🍔 Callbacks, Promises & Async-Await Explained! Using Swiggy, Zomato & Food Orders
JavaScript runs on a single thread, yet it somehow manages to fetch APIs, read files, hit databases, and return responses without freezing your app.
How?
With Callbacks → Promises → Async–Await.And today, we’ll understand these three using something we ALL can relate to: 👉 Ordering food from Swiggy/Zomato.
🥡 1. Callbacks - “Call me back when the food arrives”
Think of this situation:
You order food online.
You can't stand in front of the restaurant and wait.
So you tell them:
“When the food is ready, call me back.”
This is a callback - you pass a function that should run later.
PS: If you don't have node js installed in your local computer, feel free to use replit in your browser to run the codes snippets mentioned in this blog XD.
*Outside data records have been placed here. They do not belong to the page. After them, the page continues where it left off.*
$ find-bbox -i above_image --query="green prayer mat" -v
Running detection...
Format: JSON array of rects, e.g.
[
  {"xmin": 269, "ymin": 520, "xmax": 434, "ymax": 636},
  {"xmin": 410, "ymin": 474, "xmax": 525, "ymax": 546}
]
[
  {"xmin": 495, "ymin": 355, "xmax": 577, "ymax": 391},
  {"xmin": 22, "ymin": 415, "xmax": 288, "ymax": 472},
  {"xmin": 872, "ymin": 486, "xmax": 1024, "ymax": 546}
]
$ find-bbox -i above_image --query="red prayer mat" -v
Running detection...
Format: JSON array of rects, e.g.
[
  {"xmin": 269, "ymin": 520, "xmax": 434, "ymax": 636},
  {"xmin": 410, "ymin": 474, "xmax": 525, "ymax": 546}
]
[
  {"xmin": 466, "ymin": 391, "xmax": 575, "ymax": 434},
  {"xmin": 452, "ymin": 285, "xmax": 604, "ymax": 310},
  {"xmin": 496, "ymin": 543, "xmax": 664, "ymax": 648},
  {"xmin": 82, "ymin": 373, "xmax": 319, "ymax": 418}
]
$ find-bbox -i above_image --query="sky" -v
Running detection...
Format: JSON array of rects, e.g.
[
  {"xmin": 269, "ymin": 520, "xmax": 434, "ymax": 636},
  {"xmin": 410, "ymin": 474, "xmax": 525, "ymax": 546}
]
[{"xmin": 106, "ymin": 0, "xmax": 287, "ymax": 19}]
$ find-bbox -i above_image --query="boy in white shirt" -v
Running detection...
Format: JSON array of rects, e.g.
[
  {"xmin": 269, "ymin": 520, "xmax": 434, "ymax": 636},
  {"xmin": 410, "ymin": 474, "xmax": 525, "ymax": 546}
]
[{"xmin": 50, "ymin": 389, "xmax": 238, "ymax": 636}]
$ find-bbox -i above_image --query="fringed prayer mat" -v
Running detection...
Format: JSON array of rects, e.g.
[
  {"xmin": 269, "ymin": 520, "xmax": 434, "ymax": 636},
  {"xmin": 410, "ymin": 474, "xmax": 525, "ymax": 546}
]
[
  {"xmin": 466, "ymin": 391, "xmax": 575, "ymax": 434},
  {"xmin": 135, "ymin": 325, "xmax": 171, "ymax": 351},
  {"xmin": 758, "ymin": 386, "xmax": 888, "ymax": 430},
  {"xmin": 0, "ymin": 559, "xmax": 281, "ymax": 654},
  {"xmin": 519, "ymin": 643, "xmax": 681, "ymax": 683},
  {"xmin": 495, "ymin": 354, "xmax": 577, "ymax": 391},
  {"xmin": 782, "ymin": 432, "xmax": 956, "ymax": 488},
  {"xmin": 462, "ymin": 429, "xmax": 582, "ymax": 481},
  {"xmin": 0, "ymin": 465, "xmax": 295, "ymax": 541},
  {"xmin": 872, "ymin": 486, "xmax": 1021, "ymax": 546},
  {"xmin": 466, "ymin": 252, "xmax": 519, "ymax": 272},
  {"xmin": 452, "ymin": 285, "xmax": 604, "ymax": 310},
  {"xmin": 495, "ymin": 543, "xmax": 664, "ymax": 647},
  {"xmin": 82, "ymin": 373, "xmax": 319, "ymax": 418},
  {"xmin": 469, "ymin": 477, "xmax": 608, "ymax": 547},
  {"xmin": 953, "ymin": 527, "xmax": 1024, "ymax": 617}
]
📌 Callback Example in Code
function orderFood(callback) {
console.log("Order placed... waiting for restaurant 🕒");
// Simulating a delay of 2 seconds to cook the order (just for example, otherwise we've to wait for few minutes practically hehe)
setTimeout(() => {
console.log("Food is ready! 🍱");
callback();
}, 2000);
}
orderFood(() => {
console.log("Food delivered! Enjoy 😋");
});
⭐ Problem
Callbacks seem okay… but as tasks grow:
- Order food
- Track order
- Notify delivery boy
- Update payment
- Send invoice
- etc…
It becomes Callback Hell → nested, messy code.
🧩 2. Promises - “Your order is confirmed & will be delivered!”
Promises were created to fix callback hell.
A promise is like the Swiggy app telling you:
“Your food will be delivered.
You don’t need to ask again.
Just use.then()when it arrives.”
📌 Promise Example
function orderFood() {
return new Promise((resolve, reject) => {
console.log("Order placed... 🕒");
setTimeout(() => {
const cooked = true;
if (cooked) resolve("Food delivered! 😋");
else reject("Restaurant closed 😭");
}, 2000);
});
}
orderFood()
.then(msg => console.log(msg))
.catch(err => console.log(err));
⭐ Promise Advantages
- Cleaner than callbacks
- Errors handled using .catch()
- No nested pyramids
- Values flow beautifully
⚡ 3. Async–Await - “Track your order like a King 😎”
Async–Await is the most beautiful layer on top of Promises.
When Swiggy shows:
“Food is being prepared…
Delivery partner assigned…
Arriving in 10 mins…”
You can wait for the order with clean readable steps.
Async–await lets JavaScript pause a function until the promise settles.
📌 Async–Await Example
function orderFood() {
return new Promise((resolve) => {
console.log("Order placed... 🕒");
setTimeout(() => resolve("Food delivered! 😋"), 2000);
});
}
async function trackOrder() {
console.log("Tracking started… 👀");
const result = await orderFood(); // waits here
console.log(result);
console.log("Order completed!");
}
trackOrder();
⭐ Why async–await is better?
- Looks like synchronous code
- No
.then()chaining - Error handling becomes cleaner with
try–catch
🧠 4. Under the Hood - Async–Await is just Promises
This is the part most beginners miss:
Async-Await does NOT replace Promises.
It is built ON TOP OF Promises.
Internally:
- await pauses the function
- JavaScript lets other tasks run
- When the promise resolves → execution resumes
Same as:
“Wait for the delivery update while doing other things.”
📌 Proof (async function returns a Promise)
async function hello() {
return "Hi!";
}
hello().then(console.log); // prints "Hi!"
Even when you don’t write a promise, async makes one.
🛠 5. Real-world Example - Fetching API
Using Callback (old & ugly)
getUser((data) => {
getPosts(data.id, (posts) => {
getComments(posts[0], (comments) => {
console.log(comments);
});
});
});
Using Promises
getUser()
.then(user => getPosts(user.id))
.then(posts => getComments(posts[0]))
.then(console.log);
Using Async–Await (cleanest)
async function showComments() {
const user = await getUser();
const posts = await getPosts(user.id);
const comments = await getComments(posts[0]);
console.log(comments);
}
showComments();
This is why async–await dominates modern JavaScript.
| JS Feature | Food Analogy | What it Solves |
|---|---|---|
| Callbacks | “Call me when ready” | Basic async |
| Promises | “Order confirmed → Track in app” | Avoid callback hell |
| Async–Await | “Clean step-by-step tracking” | Most readable async code |
Mastering this trio makes backend dev, API-fetching, and Express work MUCH easier.